Nonsurgical approaches
As with medications, treating phantom pain with nonsurgical therapies is a matter of trial and observation. The following techniques may relieve phantom pain:

  • Transcutaneous electrical nerve stimulation (TENS). In this approach, a tiny electrical current is applied at specific points on a nerve pathway. Electrodes placed on your skin make it possible to deliver the current exactly where it's needed without causing further pain. This procedure is effective for treating stump pain, which is often associated with phantom pain. It isn't used to treat phantom pain. Treatments can be repeated as necessary without the need for surgery, and there are fewer side effects than with medications. TENS may be a good approach for people who can't take or don't get relief from medications.
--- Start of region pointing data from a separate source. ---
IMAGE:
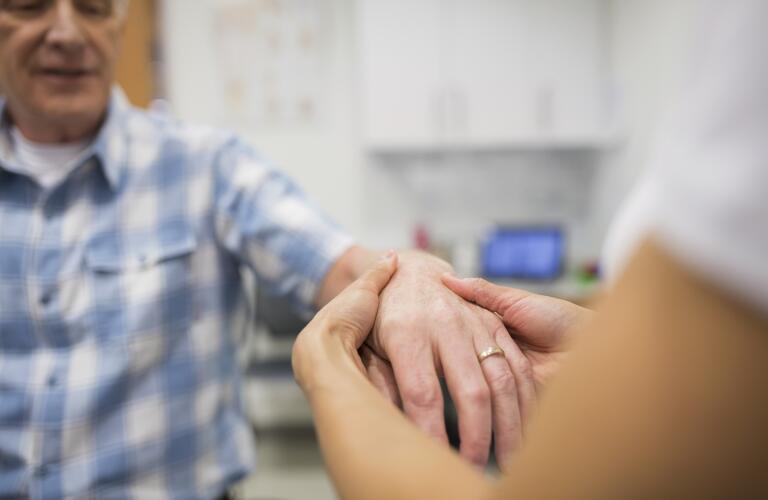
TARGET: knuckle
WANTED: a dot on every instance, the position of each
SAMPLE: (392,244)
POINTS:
(502,381)
(477,396)
(524,369)
(422,397)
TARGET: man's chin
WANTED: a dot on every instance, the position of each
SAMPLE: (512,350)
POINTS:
(76,114)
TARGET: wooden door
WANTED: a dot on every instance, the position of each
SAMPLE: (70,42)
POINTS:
(135,67)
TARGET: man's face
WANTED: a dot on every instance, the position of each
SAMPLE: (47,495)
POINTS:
(57,58)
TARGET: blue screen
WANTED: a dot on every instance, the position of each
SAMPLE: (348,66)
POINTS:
(524,253)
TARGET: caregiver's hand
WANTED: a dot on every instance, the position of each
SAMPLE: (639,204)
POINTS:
(345,321)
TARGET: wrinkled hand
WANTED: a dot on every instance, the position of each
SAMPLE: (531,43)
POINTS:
(424,331)
(347,319)
(540,325)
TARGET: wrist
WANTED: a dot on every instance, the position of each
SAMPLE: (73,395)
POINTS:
(322,360)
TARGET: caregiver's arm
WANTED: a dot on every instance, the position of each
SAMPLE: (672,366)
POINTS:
(664,396)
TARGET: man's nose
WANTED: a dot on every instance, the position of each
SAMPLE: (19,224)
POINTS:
(65,31)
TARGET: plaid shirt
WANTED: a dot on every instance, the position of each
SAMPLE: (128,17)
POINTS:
(121,307)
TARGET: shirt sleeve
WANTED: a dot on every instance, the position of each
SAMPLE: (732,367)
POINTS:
(711,168)
(264,219)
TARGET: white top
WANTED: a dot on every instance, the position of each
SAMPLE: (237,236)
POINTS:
(47,164)
(707,191)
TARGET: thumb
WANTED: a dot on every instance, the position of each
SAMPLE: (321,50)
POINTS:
(487,295)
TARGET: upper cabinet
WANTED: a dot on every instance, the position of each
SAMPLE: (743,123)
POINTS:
(483,73)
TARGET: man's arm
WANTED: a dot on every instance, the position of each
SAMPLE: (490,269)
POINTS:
(350,266)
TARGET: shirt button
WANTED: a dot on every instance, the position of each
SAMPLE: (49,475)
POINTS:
(46,298)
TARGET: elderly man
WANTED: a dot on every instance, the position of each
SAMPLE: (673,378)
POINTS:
(121,240)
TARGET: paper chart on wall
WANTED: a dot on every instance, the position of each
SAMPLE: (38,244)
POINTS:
(271,57)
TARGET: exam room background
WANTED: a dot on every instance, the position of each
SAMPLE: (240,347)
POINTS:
(455,195)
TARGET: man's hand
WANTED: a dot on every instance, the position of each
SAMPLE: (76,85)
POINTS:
(425,331)
(540,325)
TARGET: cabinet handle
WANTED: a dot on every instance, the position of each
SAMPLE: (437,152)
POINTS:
(440,112)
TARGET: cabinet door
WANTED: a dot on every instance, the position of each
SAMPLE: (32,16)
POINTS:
(403,101)
(569,68)
(490,73)
(524,72)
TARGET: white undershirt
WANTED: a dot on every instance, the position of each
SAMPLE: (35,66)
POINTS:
(47,164)
(706,194)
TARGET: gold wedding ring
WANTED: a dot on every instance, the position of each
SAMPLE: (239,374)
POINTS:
(491,351)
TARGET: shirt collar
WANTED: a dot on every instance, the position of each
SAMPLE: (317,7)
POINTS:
(109,146)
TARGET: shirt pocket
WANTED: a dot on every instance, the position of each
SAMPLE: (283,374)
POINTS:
(145,289)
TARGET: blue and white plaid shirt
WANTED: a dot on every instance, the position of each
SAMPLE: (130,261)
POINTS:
(121,305)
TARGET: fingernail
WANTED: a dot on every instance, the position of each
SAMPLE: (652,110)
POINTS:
(388,256)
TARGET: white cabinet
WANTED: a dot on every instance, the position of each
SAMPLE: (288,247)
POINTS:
(481,73)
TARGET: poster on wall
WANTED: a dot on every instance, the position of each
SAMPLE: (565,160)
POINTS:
(271,57)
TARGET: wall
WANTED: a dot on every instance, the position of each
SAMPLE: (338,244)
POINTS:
(381,198)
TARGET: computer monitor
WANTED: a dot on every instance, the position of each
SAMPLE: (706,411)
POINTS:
(526,253)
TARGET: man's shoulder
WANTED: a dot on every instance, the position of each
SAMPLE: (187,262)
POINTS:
(163,131)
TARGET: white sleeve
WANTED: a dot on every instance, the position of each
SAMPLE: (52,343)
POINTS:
(711,167)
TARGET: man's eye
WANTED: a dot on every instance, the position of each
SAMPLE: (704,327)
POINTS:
(24,6)
(95,8)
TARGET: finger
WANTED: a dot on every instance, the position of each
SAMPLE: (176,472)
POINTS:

  • Transcranial magnetic stimulation. In this procedure, an electrical current passes through a wire coil located inside a hand-held device, which is held against your scalp. The electrical current creates a strong magnetic pulse that passes through your scalp and skull when the device is held to your head. The magnetic pulse stimulates nerve cells located in the underlying brain. Pain relief may last for a week or longer, and you'll need repeated treatments. This procedure is experimental when used for pain syndromes.

  • Electroconvulsive therapy (ECT). This noninvasive approach involves applying a small electrical current through the brain to cause a seizure. Before the current is administered, you receive medication to prevent pain and physical injury during the seizure. Although ECT is usually used to treat depression or other mental disorders, it can be effective against phantom pain.

If drugs and noninvasive procedures fail to provide relief, surgery may be an option. Surgical options include:

  • Spinal cord stimulation. Your doctor inserts tiny electrodes along your spinal cord. A small electrical current delivered to the spinal cord sometimes results in pain relief.

  • Deep brain stimulation. Deep brain stimulation is similar to spinal cord stimulation except that the current is delivered to the brain. A surgeon uses a magnetic resonance imaging (MRI) scan to position the electrodes correctly.